Die Stiftung schätzte das Crash-Risiko für eine bestimmte Schlafmenge im Vergleich zu den empfohlenen sieben Stunden Schlaf oder mehr. Sie verglichen den Schlaf von Fahrern, deren Aktionen oder Fehler zu Abstürzen geführt haben, mit Fahrern, die an Abstürzen beteiligt waren, nicht aufgrund ihrer eigenen Fehler.

Das Unfallrisiko von Fahrern mit Schlafmangel nahm mit weniger Schlafstunden stetig zu, verglichen mit Fahrern, die sieben oder mehr Stunden Schlaf hatten.

Fahrer, die mit vier oder weniger Stunden Schlaf arbeiten, sind 11,5-mal häufiger in einen Unfall verwickelt als ausgeruhte Fahrer, stellten die Forscher fest.

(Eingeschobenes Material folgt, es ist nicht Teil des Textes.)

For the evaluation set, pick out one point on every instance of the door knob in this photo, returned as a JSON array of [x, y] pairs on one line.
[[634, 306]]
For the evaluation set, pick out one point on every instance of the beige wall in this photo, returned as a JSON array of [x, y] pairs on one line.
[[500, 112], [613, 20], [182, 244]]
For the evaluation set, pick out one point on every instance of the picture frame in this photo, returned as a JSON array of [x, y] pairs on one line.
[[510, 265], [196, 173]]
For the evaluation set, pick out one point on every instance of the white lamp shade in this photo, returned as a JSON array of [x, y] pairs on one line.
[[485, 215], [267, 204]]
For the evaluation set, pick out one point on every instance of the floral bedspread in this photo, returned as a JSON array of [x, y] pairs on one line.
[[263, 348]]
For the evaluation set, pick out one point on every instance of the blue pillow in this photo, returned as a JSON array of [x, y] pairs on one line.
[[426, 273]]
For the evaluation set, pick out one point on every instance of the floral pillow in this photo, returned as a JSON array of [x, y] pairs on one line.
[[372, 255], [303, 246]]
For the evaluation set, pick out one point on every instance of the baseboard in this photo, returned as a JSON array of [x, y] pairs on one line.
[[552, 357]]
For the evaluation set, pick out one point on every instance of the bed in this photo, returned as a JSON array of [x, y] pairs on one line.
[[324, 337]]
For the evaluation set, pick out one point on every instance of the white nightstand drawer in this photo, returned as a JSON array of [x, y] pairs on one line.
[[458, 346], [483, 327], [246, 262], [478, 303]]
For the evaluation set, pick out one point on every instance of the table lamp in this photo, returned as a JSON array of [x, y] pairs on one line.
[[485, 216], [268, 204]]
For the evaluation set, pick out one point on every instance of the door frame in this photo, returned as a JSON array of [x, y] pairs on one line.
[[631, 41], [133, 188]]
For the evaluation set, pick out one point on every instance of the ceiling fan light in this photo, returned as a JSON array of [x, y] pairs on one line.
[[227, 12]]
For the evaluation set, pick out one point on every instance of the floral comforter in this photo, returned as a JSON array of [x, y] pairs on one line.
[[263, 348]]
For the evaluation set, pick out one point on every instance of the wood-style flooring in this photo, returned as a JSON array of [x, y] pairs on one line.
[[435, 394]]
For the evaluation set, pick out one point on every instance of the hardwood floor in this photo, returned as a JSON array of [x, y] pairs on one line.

Die Autoren der Studie glichen das Schlafdefizit dem Fahren mit einem Blutalkoholspiegel von 0,12 bis 0,15. In den meisten Staaten gilt ein Blutalkoholspiegel von 0,08 und höher als legal getrunken.

Fahrer, die zu Unfällen beigetragen haben, gaben mit größerer Wahrscheinlichkeit an, in den 24 Stunden vor dem Unfall weniger als sonst geschlafen zu haben. Es ist auch wahrscheinlicher, dass sie ihren Schlafplan in den letzten sieben Tagen geändert haben.

Die jüngsten und ältesten Fahrer waren bei diesen schläfrigen Unfällen im Zusammenhang mit dem Fahren am schuldhaftesten. Demgegenüber seien die Fahrer, die nicht zu Unfällen beigetragen hätten, meistens im mittleren Alter, heißt es in dem Bericht.

Jake Nelson, Direktor für Verkehrssicherheit und Forschung bei AAA, der gemeinnützigen Organisation für Pannendienst und Pannendienst, fordert die Menschen nachdrücklich auf, in ihre Zeitpläne einen angemessenen Schlaf einzubauen, um sich selbst und ihre Angehörigen zu schützen.

"Schlaf steht auf den meisten unserer Listen oft an zweiter Stelle", sagte er. "Aber wir legen großen Wert darauf, für die Sicherheit unserer Familien zu sorgen und diese zu gewährleisten - zwei wichtige Aufgaben, die wir nicht erledigen können, wenn wir verletzt oder getötet werden, weil wir hinter dem Lenkrad einschlafen."